Zu den bekanntesten zeitgenössischen polnischen Roma-Dichter_innen gehören neben Papusza: Teresa Mirga, Izolda Kwiek, Edward Dębicki, Adam Andrasz, Karol Gierliński, Stanisław Stankiewicz, Jan Mirga, Dariusz Mirga und Don Wasyl (eigentlich Kazimierz Doliński). Eine wichtige Rolle bei der Veröffentlichung ihres Schaffens spielt die erste polnische Roma-Zeitschrift »Rom p-o Drom« sowie die poetische Serie »Roma-Bibliothek«, redigiert von dem polnischen Tsiganologen Adam Bartosz. Die wichtigsten Themen der Roma-Lyrik, die nach dem Zusammenbruch des Kommunismus veröffentlicht wurde, sind – neben der Gestaltung von Subjektivität – das Martyrium der Rom_nja während des Zweiten Weltkrieges sowie nostalgische Erinnerungen an das Leben im tabor (gemeinsam reisender und lagernder Wagenverband).

Interessant ist, dass diese Themen auch im Schaffen jener Poet_innen auftauchen, deren ethnische Gruppen schon seit Generationen ein sesshaftes Leben führen – so in den Gedichten von Teresa Mirga, Leiterin des Ensembles »Kałe Bała«, welches ethnische Musik aufführt, die auf dem Multikulturalismus in der Region Zips basiert, als auch bei Izolda Kwiek, Leiterin der Ensembles »Tabor«: und »Mały Tabor«. Beide Poetinnen verfassen vor allem Liebesgedichte sowie Gedichte religiösen Inhalts. Integraler Bestandteil ihrer Lyrik sind Dialoge mit der Natur sowie das Gefühl der Ablehnung durch die »Gadsche« (Nicht-Rom_nja).
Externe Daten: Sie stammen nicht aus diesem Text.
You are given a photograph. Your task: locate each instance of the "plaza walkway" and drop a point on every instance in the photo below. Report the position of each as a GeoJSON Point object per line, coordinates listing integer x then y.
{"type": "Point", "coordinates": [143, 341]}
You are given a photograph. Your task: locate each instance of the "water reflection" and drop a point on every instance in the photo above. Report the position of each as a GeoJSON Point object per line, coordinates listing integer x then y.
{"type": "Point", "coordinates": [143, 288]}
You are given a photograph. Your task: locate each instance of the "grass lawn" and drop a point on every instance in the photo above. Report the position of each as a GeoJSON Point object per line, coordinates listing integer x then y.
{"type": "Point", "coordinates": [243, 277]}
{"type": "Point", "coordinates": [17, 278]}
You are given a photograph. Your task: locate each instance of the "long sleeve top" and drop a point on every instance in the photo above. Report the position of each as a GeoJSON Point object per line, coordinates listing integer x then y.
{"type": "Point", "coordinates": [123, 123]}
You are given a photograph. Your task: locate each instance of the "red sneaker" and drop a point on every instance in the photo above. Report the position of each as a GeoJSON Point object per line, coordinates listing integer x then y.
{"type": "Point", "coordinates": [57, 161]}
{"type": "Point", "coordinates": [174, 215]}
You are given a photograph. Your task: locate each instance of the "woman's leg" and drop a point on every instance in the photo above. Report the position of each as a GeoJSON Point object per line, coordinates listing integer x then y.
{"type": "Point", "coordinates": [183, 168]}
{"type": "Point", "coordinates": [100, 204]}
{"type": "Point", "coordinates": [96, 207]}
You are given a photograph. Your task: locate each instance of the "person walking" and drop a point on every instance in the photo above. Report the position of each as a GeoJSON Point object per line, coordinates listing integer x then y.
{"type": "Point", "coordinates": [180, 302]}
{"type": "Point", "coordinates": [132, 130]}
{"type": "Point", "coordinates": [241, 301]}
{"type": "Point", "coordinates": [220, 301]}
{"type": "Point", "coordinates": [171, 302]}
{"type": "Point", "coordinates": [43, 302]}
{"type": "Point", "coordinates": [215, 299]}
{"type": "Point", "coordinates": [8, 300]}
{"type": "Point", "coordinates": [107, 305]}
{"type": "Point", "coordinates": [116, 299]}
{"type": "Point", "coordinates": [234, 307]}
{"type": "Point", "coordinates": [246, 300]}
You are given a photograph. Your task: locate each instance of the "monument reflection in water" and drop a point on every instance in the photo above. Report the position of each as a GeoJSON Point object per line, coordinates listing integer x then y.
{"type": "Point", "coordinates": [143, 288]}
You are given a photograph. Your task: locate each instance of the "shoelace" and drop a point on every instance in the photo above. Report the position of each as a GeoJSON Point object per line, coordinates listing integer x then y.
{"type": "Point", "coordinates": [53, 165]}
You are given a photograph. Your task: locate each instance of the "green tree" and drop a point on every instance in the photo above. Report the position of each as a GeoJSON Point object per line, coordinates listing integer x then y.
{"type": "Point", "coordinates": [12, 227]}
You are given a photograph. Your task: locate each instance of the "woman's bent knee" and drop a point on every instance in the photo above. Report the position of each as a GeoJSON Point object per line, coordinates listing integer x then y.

Der Übergang von der fahrenden zur sesshaften Lebensweise brachte die Notwendigkeit der Anpassung an das Leben in der Stadt mit sich. Über die daraus resultierenden Schwierigkeiten handeln die Gedichte von Adam Andrasz, darunter »Miejska noc« (›Städtische Nacht‹, 1992) mit den Anfangsversen:

»Brak Ci szumu wiatru /
Śpiewu lasu /
Czy turkotu kół taboru /
Który meandrami /
Kołysał Twoje dzieciństwo«

›Dir fehlt das Rauschen des Windes /
der Gesang des Waldes /
oder das Räderklappern der Planwagen /
welche in Mäandern /
Deine Kindheit wiegten‹

Andrasz 1992, S. 11.

Ähnliches schreibt Don Wasyl (geb. 1950; auch bekannt unter den Namen Wasyl Szmidt und Don Vasyl Szmidt), Gründer eines bekannten Roma-Ensembles sowie Initiator und Organisator des »Międzynarodowego Festiwalu Piosenki i Kultury Romów« (›Internationalen Festivals des Romaliedes und der Romakultur‹). In seinem Gedicht »Pasażerowie niebieskiego taboru« (›Passagiere des blauen tabors‹), welches im gleichnamigen Band erschien, heißt es:

»my już nie wędrujemy /
nasze domy nie mają kół [...] /
dawno już też ... /
zapomnieliśmy o was /
– pasażerowie niebieskiego taboru«

›Wir wandern nicht mehr /
unsere Häuser haben keine Räder [...] /
lange schon ... /
seid ihr in Vergessenheit geraten /
− ihr Passagiere des blauen tabors

Don Wasyl 1998, S. 21.

Der Roma-Dichter Jan Mirga konstruiert in seinem Gedichtband »Kto nas ocali« (›Wer rettet uns‹, 2007) an Haiku erinnernde Impressionen der Natur. Obwohl Sprecherinstanzen in den Gedichten ebenfalls ihre Ruhe in der fahrenden Lebensweise finden, stoßen wir in Mirgas Texten nicht auf konventionelle »Erinnerungen« an das Leben im tabor, sondern auf die der historischen Wahrheit näherliegenden Porträts der getrennten Siedlungen von Rom_nja und Gadsche. Ein wichtiger Bezugspunkt im Schaffen aller genannten Künstler_innen bleibt die Dichterlegende Bronisława Wajs (Papusza).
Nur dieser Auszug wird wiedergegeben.